A abrangência da competência do anestesiologista o leva não apenas aos conhecimentos das técnicas usuais e aos cuidados pré, trans e pós-operatórios, mas ao domínio da função respiratória, aos cuidados da atividade circulatória, da prevenção do choque, da supressão do estímulo doloroso e da correção das alterações dos líquidos eletrolíticos. E mais: exige-se dele o conhecimento e a execução simultânea, e, às vezes, imediata, do acesso vascular superficial ou profundo; a permeabilidade das vias respiratórias; a manutenção dos sistemas vitais; o controle dos equipamentos; o domínio sobre os órgãos principais e acessórios da respiração; o controle das alterações gasosas e da capacidade residual funcional; além do controle da redução do volume-minuto.
Em síntese, o que se afirma não é que o anestesiologista não cometa erros – sejam eles de diagnóstico, de terapêutica e de técnicas –, ou que ele nunca seja negligente, quando se afasta da sala, ou imprudente, quando desnecessariamente atua de forma simultânea em duas anestesias, mas tão somente que a anestesia, tal qual vem se aplicando hodiernamente no conjunto das ações de saúde e em que se pese a relevância dada à modalidade de obrigação, não pode constituir um contrato de resultado, mas de meios ou de diligência – embora casos em que manifesta negligência ou imprudência venham a ampliar sua responsabilidade quanto aos métodos usados ou à terapêutica escolhida.
Nos casos de maus resultados, em que se procure comprovar um erro médico, o que se deve considerar, antes de mais nada, além do nexo causal e do tamanho do dano, é o grau da previsibilidade do autor em produzir o resultado danoso e a culpa suficientemente demonstrada, dentro das espécies negligência, imperícia e imprudência. Nunca, de forma dogmática, prender-se a um princípio discutível em que se afirma, equivocadamente, ser o ato anestésico uma obrigação de resultado, dentro da relação contratual entre o médico e seu paciente.
A obrigação de resultado, em que se exige do devedor ativo dar ou fazer alguma coisa, parece-nos a cobrança contratual aos prestadores de serviços de coisas materiais, ao não cumprirem a promessa quantitativa ou qualitativa de uma empreitada. Isso, é claro, não poderia ocorrer na assistência médica. A não ser que irresponsavelmente alguém prometesse tanto.

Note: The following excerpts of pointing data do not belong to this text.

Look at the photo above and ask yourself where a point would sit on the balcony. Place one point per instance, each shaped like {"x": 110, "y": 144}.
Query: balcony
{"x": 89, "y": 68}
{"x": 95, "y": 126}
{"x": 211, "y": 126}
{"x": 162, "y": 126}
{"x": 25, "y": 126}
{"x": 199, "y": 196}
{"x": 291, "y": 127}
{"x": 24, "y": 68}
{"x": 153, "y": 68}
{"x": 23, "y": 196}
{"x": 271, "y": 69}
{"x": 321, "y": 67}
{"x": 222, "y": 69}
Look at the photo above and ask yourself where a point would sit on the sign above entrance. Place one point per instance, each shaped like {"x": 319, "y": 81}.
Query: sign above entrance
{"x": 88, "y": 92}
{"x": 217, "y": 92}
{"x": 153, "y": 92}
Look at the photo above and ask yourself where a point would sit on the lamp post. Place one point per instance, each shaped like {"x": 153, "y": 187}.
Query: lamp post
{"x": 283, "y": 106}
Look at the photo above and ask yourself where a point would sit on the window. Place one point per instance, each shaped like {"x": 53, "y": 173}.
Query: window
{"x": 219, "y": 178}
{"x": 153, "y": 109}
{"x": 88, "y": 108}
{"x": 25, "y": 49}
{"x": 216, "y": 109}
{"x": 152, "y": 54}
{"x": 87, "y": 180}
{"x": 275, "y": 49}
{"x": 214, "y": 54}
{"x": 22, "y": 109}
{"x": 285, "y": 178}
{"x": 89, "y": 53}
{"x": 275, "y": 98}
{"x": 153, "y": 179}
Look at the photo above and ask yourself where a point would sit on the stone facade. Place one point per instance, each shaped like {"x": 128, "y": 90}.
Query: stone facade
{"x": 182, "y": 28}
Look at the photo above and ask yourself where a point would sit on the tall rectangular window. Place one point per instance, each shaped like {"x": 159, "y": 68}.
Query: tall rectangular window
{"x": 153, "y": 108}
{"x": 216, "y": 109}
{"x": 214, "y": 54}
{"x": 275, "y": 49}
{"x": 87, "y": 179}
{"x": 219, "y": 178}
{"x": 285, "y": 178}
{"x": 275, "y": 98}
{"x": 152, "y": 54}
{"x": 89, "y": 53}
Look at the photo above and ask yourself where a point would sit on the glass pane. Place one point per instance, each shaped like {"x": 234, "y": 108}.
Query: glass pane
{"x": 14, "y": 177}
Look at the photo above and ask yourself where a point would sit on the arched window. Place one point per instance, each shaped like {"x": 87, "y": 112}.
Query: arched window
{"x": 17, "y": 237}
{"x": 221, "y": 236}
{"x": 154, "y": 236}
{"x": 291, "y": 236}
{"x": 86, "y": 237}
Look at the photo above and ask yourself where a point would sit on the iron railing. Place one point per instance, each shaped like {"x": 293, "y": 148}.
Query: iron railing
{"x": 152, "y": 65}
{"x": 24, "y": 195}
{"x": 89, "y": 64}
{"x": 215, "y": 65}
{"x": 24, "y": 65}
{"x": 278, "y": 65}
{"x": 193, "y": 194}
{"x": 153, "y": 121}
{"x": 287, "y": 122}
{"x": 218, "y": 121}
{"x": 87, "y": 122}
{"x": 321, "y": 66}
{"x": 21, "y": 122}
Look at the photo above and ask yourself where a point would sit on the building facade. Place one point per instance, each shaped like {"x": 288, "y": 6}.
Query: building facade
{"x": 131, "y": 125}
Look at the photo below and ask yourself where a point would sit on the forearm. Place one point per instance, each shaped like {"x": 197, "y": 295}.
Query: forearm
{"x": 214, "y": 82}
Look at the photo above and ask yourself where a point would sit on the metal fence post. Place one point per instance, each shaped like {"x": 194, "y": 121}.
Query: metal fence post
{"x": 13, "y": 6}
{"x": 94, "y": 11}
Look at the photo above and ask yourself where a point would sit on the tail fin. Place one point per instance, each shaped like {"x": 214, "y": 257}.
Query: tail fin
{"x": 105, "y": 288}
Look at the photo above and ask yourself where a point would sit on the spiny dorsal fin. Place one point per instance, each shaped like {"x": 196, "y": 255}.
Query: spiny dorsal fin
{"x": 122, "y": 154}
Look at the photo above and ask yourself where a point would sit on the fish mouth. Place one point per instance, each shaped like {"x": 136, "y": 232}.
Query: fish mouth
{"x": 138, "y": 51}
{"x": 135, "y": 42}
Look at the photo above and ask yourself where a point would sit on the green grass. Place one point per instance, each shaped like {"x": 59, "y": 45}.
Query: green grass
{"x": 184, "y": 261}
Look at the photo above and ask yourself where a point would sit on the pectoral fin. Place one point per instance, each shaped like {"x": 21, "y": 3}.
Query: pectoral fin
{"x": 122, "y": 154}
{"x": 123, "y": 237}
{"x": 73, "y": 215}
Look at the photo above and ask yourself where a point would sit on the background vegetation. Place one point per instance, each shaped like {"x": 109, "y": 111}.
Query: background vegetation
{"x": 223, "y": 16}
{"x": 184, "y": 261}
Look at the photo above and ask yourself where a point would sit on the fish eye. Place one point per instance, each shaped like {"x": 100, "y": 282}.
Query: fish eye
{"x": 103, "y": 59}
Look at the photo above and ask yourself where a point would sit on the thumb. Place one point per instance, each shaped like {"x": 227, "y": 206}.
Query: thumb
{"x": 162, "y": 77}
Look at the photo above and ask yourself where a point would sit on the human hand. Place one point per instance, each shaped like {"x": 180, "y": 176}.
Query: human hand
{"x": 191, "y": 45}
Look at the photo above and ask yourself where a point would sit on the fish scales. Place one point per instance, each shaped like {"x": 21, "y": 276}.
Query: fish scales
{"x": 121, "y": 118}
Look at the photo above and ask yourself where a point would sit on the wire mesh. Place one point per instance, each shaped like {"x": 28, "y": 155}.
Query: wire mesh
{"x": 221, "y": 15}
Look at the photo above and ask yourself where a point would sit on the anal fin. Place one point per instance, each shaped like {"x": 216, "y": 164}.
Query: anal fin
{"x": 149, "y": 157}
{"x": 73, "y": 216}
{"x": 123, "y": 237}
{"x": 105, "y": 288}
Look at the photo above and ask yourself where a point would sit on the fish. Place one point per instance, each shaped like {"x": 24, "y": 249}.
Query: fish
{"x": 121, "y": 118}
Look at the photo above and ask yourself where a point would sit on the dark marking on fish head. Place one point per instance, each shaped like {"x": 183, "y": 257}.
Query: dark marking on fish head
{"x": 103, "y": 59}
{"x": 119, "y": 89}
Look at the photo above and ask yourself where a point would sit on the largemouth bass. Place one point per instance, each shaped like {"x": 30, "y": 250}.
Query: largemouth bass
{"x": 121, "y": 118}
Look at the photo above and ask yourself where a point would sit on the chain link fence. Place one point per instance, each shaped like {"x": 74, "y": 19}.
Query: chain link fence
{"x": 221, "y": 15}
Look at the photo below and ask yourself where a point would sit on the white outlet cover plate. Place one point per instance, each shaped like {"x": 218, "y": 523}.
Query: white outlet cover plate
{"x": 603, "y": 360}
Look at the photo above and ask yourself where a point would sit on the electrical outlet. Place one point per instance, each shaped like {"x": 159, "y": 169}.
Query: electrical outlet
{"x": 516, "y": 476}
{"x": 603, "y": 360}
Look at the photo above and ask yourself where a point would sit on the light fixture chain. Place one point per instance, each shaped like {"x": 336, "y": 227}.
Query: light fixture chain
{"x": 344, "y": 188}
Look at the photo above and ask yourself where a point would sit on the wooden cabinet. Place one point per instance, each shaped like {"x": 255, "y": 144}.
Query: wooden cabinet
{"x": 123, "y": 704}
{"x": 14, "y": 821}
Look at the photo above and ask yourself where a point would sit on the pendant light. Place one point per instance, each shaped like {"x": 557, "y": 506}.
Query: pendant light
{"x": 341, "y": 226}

Mesmo assim, qualquer que seja a forma de obrigação de meios ou de resultado, diante do dano, o que se vai apurar é a responsabilidade, levando-se em conta principalmente o grau da culpa, o nexo de causalidade e a dimensão do dano, ainda mais diante das ações de indenizações por perdas e danos.
No ato médico, a discutida questão entre a culpa contratual e a culpa aquiliana, e, em consequência, a existência de uma obrigação de meio ou uma obrigação de resultado, parece-nos apenas um detalhe. Na prática, o que vai prevalecer mesmo é a relação entre a culpa e o dano, pois, hoje, até mesmo a exigência do onus probandi já tem remédio para a inversão da prova, qualquer que seja a modalidade de contrato.